FXStreet data showed gold prices in India held steady, remaining broadly unchanged during Friday trading sessions

    by VT Markets
    /
    Apr 3, 2026

    Gold prices were broadly unchanged in India on Friday, based on FXStreet data. Gold was priced at INR 14,120.49 per gram, the same as Thursday.

    Gold was also steady at INR 164,698.70 per tola, unchanged from a day earlier. Other listed prices were INR 141,204.90 for 10 grams and INR 439,196.70 per troy ounce.

    How Prices Are Estimated

    FXStreet estimates Indian gold prices by converting international prices using the USD/INR exchange rate and local units. Prices are updated daily using market rates at the time of publication, and local prices may differ slightly.

    Central banks are the largest holders of gold. They added 1,136 tonnes worth around $70 billion to reserves in 2022, the highest annual purchase since records began.

    Gold is typically inversely correlated with the US Dollar and US Treasuries. It can also move opposite to risk assets, and is influenced by factors such as geopolitical events, recession fears, and interest rates.

    Gold prices often respond to moves in the US Dollar because gold is priced in dollars (XAU/USD). The post states an automation tool was used to create the content.

    Key Drivers To Watch

    Given the current stability in gold prices, we see this as a potential calm before a significant move in the coming weeks. The primary drivers for gold, like US interest rate policy and geopolitical tensions, remain critical factors to watch. These elements suggest that the current price level might be a base for future volatility.

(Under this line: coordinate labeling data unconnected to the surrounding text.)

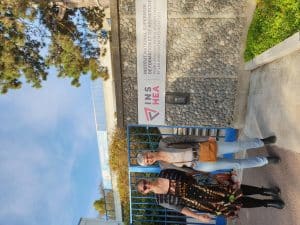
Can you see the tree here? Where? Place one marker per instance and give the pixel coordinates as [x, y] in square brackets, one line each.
[99, 205]
[35, 36]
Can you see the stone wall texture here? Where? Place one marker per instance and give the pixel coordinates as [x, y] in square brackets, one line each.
[203, 57]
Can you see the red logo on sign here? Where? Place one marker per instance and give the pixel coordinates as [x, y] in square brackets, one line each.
[151, 114]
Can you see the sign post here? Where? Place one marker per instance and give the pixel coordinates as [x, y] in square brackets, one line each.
[151, 33]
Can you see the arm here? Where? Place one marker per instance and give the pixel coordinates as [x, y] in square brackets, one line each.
[202, 218]
[185, 139]
[164, 166]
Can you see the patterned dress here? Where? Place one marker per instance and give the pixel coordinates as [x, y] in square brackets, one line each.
[184, 191]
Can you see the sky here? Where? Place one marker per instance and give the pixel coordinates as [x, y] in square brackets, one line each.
[49, 163]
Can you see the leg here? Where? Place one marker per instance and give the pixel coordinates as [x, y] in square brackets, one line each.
[237, 146]
[227, 164]
[248, 202]
[252, 190]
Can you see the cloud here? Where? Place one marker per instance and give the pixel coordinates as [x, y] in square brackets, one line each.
[43, 135]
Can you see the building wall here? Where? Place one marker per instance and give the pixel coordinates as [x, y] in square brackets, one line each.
[203, 58]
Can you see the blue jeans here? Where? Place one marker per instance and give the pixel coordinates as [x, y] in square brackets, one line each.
[234, 147]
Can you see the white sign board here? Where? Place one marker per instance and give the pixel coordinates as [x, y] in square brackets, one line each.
[151, 34]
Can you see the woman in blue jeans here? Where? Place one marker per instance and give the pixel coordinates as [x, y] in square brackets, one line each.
[184, 151]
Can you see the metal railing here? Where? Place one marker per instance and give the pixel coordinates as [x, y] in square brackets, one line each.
[143, 209]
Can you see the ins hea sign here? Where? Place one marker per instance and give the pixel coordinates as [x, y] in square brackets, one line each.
[151, 28]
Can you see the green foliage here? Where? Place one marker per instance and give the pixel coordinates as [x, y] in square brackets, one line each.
[99, 205]
[118, 161]
[273, 22]
[141, 138]
[25, 31]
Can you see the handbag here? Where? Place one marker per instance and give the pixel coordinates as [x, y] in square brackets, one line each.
[208, 151]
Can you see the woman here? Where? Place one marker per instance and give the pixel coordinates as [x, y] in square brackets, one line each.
[178, 191]
[201, 153]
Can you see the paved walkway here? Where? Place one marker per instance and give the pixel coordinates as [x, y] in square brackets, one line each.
[274, 102]
[274, 108]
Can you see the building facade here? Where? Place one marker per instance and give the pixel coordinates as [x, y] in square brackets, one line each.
[203, 60]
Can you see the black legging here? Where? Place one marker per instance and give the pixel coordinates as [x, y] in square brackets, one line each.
[248, 202]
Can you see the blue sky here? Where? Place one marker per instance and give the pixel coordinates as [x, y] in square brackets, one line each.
[49, 164]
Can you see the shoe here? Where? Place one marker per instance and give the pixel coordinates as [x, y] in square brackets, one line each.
[269, 140]
[273, 160]
[278, 204]
[274, 191]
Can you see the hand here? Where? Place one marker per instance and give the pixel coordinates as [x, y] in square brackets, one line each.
[204, 218]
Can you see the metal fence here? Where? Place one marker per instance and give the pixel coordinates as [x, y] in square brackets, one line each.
[143, 209]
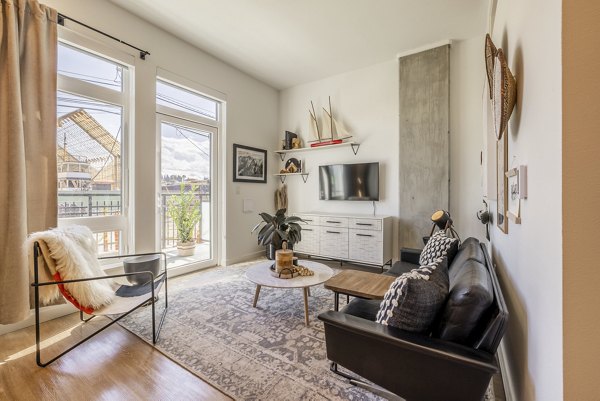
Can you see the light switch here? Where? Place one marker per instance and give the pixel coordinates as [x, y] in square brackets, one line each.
[248, 206]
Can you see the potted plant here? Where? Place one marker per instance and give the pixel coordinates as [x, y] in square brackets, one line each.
[184, 210]
[276, 229]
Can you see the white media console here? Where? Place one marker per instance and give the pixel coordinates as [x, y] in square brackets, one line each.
[354, 238]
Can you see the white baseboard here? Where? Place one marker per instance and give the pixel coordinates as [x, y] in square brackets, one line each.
[244, 258]
[505, 371]
[46, 313]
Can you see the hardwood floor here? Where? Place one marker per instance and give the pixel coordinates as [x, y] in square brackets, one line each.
[114, 365]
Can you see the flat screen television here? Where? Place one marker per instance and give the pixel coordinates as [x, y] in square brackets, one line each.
[351, 182]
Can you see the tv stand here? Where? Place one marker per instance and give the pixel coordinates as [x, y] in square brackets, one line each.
[361, 239]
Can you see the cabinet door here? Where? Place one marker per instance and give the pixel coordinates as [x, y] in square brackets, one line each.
[334, 242]
[310, 240]
[366, 246]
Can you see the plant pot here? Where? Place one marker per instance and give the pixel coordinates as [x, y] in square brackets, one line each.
[186, 248]
[270, 250]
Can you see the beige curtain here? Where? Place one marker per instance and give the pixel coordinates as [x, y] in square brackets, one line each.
[28, 47]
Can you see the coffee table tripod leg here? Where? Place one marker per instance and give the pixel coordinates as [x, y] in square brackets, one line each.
[256, 295]
[306, 305]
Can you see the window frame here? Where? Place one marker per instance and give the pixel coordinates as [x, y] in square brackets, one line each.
[77, 87]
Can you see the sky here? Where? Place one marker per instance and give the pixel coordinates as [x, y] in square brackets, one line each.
[183, 151]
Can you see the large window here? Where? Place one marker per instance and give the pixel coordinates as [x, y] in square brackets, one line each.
[93, 94]
[187, 124]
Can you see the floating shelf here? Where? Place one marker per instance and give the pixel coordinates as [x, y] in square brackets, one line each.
[282, 176]
[353, 145]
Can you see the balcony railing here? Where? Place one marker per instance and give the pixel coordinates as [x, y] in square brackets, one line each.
[169, 230]
[108, 203]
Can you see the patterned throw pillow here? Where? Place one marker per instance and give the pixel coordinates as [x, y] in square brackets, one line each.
[438, 246]
[415, 298]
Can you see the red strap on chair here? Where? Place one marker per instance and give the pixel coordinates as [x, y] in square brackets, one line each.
[61, 287]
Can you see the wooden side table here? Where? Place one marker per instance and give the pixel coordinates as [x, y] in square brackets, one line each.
[358, 284]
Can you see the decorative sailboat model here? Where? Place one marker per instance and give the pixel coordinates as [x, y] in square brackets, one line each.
[337, 134]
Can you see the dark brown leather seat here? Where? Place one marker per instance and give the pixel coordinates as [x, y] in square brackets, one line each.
[455, 361]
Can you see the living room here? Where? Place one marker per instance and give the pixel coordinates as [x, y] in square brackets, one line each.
[264, 63]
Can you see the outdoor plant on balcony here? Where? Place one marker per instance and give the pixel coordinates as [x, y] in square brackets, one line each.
[184, 210]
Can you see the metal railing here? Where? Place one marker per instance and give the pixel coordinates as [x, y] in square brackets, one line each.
[108, 203]
[168, 237]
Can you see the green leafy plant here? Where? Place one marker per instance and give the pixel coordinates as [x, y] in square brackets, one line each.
[278, 228]
[184, 209]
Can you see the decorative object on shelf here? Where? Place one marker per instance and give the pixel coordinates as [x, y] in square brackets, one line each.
[314, 123]
[281, 197]
[337, 133]
[289, 137]
[354, 145]
[504, 94]
[293, 165]
[502, 182]
[249, 164]
[276, 229]
[184, 209]
[490, 57]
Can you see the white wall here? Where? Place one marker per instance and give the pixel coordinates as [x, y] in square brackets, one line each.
[529, 258]
[467, 77]
[365, 101]
[251, 116]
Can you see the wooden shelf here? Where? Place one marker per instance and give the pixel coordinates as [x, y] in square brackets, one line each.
[353, 145]
[283, 176]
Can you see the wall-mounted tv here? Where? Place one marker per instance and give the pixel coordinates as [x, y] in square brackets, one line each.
[351, 182]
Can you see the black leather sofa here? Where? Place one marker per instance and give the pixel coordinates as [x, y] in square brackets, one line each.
[453, 362]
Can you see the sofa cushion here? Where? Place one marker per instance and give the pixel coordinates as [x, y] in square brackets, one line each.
[470, 249]
[415, 298]
[470, 295]
[438, 246]
[363, 308]
[400, 267]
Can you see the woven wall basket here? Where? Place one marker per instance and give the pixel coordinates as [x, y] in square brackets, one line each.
[490, 56]
[504, 94]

    We should pay close attention to the US Federal Reserve’s actions, as lower interest rates typically boost gold’s appeal. Looking back, inflation cooled significantly throughout 2025, with the annual CPI rate falling to 2.3% by year-end, which has fueled market expectations for rate cuts this quarter. Derivative traders should note that the CME FedWatch Tool now indicates a greater than 70% probability of a rate cut by the mid-year meeting.

    This expectation of monetary easing is putting downward pressure on the US Dollar, a key catalyst for gold. A weaker dollar makes gold cheaper for holders of other currencies, which can increase demand. The Dollar Index (DXY) has been trading below the 101 mark for several weeks, a notable shift from the highs we observed back in 2024.

    Furthermore, we cannot ignore the persistent demand from central banks, which provides a strong floor for the price. Following the record-breaking purchases of the last few years, central banks, particularly in emerging markets, added another 850 tonnes to their reserves in 2025. This trend shows a continued effort to diversify away from the US Dollar.

    Considering these factors, derivative traders might view the current stability as an opportunity to position for a potential upward price movement. Strategies like buying call options or establishing bull call spreads could be effective ways to capitalize on a rise in both price and implied volatility. This allows for defined risk while capturing potential upside from the supportive macroeconomic backdrop.